Men of War: The American Soldier in Combat at Bunker Hill, Gettysburg, and Iwo Jima by Alexander Rose, however, is a bit different. Rose takes three iconic American battles – Bunker Hill (American Revolution), Gettysburg (Civil War), and Iwo Jima (WWII) – and discusses them from a standpoint of the soldiers who fought in them. He talks about the attitudes they would have brought to the battlefields, the terrain they faced, the weapons used, the enemy they fought, the wounds received and inflicted, and the results. His focus for each battle is methodical but slightly different: "... for Bunker Hill, we [can] deduce a militiaman's experience of combat depending on his location (redoubt, beach, rail fence) and for Gettysburg we [can] do the same by deconstructing the era's formal templates (artillery bombardment, attack, defense), [and] for Iwo Jima [we] mostly examine combat method -- that is, how Marines first confronted obstacles and then surmounted them by watching, doing, adapting, and learning." (from pg 217 of the advance copy)
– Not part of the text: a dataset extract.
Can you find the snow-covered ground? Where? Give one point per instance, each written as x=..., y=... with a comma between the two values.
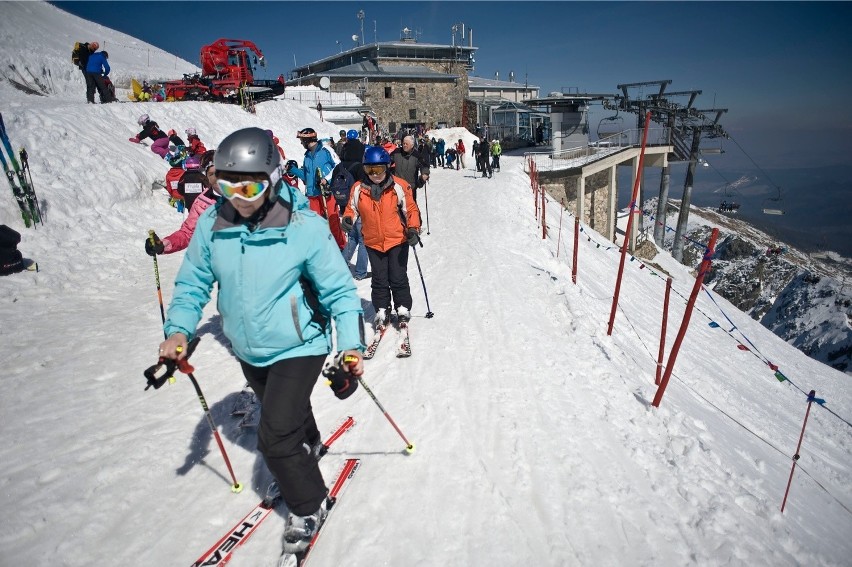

It's true, there's plenty of blood and guts in the writing, but it's told with a professional detachment that satisfies my weird curiosity but still leaves room for a healthy appreciation for the personal sacrifices. Yes, I squirmed while reading about the effects of cannonballs and bullets on the human body or the frightening descriptions of grenades and flame throwers in battle, but it's not all gore. Rose neither romanticizes warfare nor paints it simply as too horrific to even think about. It's interesting to read how the battles happened from a soldier's perspective and how each differed, as well as why modern-day combat would be different still. It's also loaded with many of the individual observations from people involved in the fighting, the kind of quotes that don't always make it into the regular histories. One interesting note is how progressively "work-like" war had become by WWII, and how PTSD was almost unheard-of in earlier battles such as Bunker Hill. Another was the psychological effects of things like bombardments and bayonets – neither of which he says in the Bunker Hill section were as lethal as we might think in terms of physical damage inflicted.
It might not be the ideal book for someone with a weak stomach, but I found it so engrossing and well-written that it never really bothered me (and I read much of it while eating lunch). It's scholarly-like in its thoroughness and approach, but not difficult to read by any measure. I know a man who fought at Iwo Jima and he's criticized most books on the battle, but I suspect he might be more approving of this one. It certainly gave me a greater appreciation for his experience. (I received an advance copy from Amazon Vine.)